Consultation proposals

In outline, the consultation addresses the following issues:

  • The private sector off-payroll extension excludes small employers. The consultation proposes using the Companies Act to determine size (i.e. small if two or more of following are met: annual turnover, balance sheet total and employee numbers are not more than £10.2m, £5.1m and 50 respectively – small groups are also covered in the Act) and another turnover/employee based test for small, non-corporate entities. In contrast, no such size-based exclusion applies or will apply in the public sector;
  • The Government wants to improve the way the determination (of whether off-payroll applies), and the reasons for it, are communicated to all parties involved. It proposes that businesses should provide the worker and the party they contract with, such as an agency, with their determination and reasons, and this should be cascaded down the labour supply chain and shared with the fee-payer as appropriate. It would provide a right for the worker and fee-payer to seek those reasons directly from the business (if not provided) and require the business to have in place a process for resolving determination disputes which meets certain minimum requirements;
  • It proposes a change to the current rules on liability for unpaid tax and NICs to allow liability to move up and down complex labour supply chains, depending on which party is at fault.
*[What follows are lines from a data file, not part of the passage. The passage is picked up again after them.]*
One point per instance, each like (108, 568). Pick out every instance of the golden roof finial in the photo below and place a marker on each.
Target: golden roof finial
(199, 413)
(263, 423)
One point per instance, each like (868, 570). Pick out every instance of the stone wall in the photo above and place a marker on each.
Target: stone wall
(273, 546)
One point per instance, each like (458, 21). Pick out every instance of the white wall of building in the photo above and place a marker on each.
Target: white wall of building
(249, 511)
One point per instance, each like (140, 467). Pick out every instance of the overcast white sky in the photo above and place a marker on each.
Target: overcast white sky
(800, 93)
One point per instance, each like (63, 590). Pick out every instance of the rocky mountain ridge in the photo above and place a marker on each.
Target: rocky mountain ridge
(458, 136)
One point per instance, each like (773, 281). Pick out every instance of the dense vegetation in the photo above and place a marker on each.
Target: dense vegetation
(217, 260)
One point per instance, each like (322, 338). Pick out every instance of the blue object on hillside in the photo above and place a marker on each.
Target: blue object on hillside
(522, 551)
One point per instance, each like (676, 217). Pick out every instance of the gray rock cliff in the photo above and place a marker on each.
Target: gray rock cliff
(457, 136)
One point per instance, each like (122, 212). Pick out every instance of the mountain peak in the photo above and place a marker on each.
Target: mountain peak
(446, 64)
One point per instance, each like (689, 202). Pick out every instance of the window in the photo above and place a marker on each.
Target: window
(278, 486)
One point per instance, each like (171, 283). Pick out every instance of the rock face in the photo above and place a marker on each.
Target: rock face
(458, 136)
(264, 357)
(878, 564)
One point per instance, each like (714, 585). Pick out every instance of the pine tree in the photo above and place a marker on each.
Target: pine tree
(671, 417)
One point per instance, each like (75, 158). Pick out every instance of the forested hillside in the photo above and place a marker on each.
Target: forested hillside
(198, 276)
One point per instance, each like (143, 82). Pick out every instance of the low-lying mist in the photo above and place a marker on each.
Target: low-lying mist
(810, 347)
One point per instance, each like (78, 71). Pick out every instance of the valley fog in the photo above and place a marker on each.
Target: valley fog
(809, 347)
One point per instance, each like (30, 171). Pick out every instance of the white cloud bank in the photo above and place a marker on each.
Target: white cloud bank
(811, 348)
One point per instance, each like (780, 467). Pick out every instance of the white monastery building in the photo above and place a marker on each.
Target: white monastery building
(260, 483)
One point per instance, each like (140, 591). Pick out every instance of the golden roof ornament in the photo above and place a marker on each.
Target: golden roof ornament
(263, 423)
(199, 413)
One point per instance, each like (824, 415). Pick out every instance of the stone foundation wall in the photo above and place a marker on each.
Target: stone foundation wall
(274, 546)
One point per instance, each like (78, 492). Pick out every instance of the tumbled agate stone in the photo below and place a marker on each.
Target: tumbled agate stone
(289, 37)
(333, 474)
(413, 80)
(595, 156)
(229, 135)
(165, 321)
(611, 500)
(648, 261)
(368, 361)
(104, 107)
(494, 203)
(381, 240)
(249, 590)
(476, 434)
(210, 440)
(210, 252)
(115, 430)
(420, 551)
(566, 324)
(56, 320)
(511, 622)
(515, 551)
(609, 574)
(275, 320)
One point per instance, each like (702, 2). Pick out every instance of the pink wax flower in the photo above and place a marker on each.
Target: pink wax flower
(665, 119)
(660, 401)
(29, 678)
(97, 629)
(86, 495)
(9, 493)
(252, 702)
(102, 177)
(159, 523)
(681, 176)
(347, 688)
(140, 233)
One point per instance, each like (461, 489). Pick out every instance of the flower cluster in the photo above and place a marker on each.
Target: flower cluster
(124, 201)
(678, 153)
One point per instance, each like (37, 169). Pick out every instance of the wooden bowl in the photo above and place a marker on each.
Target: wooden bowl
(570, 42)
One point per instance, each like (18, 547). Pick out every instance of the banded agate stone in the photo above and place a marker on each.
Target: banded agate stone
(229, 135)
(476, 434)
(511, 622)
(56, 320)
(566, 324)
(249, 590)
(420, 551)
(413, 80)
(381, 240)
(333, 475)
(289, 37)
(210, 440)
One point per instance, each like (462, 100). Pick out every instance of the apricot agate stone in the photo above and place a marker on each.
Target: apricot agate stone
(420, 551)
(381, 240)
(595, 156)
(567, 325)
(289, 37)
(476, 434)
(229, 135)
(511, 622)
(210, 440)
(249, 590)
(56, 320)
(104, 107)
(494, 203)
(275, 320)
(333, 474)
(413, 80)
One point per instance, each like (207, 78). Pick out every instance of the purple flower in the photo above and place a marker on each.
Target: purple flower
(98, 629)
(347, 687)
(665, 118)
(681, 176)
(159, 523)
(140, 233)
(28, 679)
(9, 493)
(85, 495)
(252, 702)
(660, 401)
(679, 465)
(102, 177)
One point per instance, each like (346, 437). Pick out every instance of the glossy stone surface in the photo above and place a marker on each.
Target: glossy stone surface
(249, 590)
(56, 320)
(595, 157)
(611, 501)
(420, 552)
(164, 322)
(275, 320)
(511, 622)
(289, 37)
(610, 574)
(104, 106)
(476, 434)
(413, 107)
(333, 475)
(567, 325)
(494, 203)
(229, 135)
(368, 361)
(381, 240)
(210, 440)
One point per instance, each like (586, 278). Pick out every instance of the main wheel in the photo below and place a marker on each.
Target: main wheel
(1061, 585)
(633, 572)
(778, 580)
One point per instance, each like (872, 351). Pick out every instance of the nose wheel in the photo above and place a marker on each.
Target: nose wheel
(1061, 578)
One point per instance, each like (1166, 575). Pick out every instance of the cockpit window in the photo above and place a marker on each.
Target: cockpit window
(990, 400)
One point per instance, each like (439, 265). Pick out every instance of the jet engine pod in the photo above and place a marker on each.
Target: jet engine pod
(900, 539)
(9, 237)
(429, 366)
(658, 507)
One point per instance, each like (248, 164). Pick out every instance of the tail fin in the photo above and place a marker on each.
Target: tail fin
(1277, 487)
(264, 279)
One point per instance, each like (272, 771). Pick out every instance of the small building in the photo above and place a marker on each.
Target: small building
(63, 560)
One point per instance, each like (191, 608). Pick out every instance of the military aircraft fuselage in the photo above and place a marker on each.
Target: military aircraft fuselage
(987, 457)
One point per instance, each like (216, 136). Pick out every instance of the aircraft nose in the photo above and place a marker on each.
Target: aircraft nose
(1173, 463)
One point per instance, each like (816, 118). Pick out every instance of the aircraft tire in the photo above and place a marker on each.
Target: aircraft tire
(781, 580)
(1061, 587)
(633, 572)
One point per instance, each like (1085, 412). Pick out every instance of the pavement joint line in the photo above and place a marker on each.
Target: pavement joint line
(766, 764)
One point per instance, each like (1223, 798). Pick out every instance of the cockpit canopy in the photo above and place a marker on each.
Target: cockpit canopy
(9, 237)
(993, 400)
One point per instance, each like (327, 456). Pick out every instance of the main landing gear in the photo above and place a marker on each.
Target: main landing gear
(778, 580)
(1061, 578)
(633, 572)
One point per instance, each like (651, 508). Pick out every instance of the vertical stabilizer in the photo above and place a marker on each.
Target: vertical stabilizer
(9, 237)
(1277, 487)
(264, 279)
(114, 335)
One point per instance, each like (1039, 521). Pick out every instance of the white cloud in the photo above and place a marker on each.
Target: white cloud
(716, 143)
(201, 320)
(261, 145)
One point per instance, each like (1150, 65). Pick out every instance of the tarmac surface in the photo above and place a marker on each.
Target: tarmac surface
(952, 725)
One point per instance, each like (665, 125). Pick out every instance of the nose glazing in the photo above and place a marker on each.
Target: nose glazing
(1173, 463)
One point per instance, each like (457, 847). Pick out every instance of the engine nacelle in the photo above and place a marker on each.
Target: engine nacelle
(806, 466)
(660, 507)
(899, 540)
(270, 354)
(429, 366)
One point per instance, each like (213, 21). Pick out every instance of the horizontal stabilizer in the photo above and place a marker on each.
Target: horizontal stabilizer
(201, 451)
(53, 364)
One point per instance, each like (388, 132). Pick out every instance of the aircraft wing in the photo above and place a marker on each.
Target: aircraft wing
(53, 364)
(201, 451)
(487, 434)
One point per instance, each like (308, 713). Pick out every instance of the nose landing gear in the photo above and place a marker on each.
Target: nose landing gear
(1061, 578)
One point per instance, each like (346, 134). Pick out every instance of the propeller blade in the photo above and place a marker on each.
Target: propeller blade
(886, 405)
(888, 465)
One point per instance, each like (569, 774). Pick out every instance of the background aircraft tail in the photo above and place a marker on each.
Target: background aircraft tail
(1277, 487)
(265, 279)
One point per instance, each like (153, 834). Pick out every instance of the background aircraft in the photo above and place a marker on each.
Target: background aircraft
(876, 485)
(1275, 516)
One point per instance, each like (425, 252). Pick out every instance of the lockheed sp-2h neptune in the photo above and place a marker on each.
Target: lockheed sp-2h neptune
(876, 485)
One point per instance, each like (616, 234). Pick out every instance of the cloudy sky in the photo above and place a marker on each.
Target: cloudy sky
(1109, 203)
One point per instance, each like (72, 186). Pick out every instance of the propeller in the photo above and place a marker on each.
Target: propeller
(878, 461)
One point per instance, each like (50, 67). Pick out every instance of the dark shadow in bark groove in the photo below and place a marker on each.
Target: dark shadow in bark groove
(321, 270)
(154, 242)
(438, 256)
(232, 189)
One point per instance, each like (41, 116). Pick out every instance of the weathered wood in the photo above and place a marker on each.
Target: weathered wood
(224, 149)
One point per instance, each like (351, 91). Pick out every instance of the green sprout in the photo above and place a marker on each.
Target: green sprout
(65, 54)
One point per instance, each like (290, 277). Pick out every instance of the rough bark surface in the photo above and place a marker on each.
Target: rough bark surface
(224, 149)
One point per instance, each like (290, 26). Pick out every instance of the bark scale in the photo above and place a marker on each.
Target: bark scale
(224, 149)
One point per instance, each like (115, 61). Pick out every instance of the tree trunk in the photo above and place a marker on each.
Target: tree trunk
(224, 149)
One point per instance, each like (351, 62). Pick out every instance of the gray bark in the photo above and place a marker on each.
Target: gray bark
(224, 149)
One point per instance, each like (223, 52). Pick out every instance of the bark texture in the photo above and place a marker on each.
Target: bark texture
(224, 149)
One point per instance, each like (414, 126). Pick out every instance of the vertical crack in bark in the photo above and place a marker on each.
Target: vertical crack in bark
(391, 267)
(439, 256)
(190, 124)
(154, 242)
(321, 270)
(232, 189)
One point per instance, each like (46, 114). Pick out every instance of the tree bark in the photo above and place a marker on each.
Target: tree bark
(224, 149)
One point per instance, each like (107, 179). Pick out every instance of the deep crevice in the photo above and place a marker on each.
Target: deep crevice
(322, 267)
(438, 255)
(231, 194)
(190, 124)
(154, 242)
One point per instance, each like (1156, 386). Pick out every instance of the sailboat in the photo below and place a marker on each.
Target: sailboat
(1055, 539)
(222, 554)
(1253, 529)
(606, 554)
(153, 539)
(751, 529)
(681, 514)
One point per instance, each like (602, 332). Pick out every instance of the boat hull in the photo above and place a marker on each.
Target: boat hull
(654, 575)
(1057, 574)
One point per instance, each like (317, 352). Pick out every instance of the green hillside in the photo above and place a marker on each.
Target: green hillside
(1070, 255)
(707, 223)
For example, if an agency failed to cascade the determination, it would be liable until such time that it did. HMRC could ultimately collect from the business at the top of the supply chain if it could not recover from the agency or other parties involved;
  • There are further tax details in the consultation, for example, dealing with the apprenticeship levy, student loans and addressing double taxation.

Comment

Extending off-payroll rules to the private sector raises the prospect of new administrative burdens and tax liability risks for affected businesses, as well as a potentially detrimental impact on future staff availability and flexibility. Up to a third of contractors working through PSCs may be financially worse off when the changes are implemented, with take-home pay dropping as they pay more tax. This may lead some to quit contracting, others to raise their rates or seek to transfer onto the business’s payroll as employees. Some may dispute how the rules have been applied to them by the business or even demand holiday pay and other worker entitlements in protest at having to pay tax like an employee but not receive the same rights and benefits.

Where the private sector business contracts directly with a worker via a PSC, there is also the significant additional cost of employer NICs to be paid (13.8% of gross). As such, alternative ‘solutions’, such as routing the worker via other third parties, or reducing and changing contractors roles may by investigated by businesses, depending on the final details in this summer’s Finance Bill. However, the consultation’s proposal to allow HMRC to hold the business ultimately liable for any unpaid off-payroll tax and NICs means that such solutions need careful consideration to ensure that all parties involved are reputable and compliant. Although still in consultation stage, businesses should consider acting now, including auditing their current off-payroll arrangements, given the April 2020 deadline.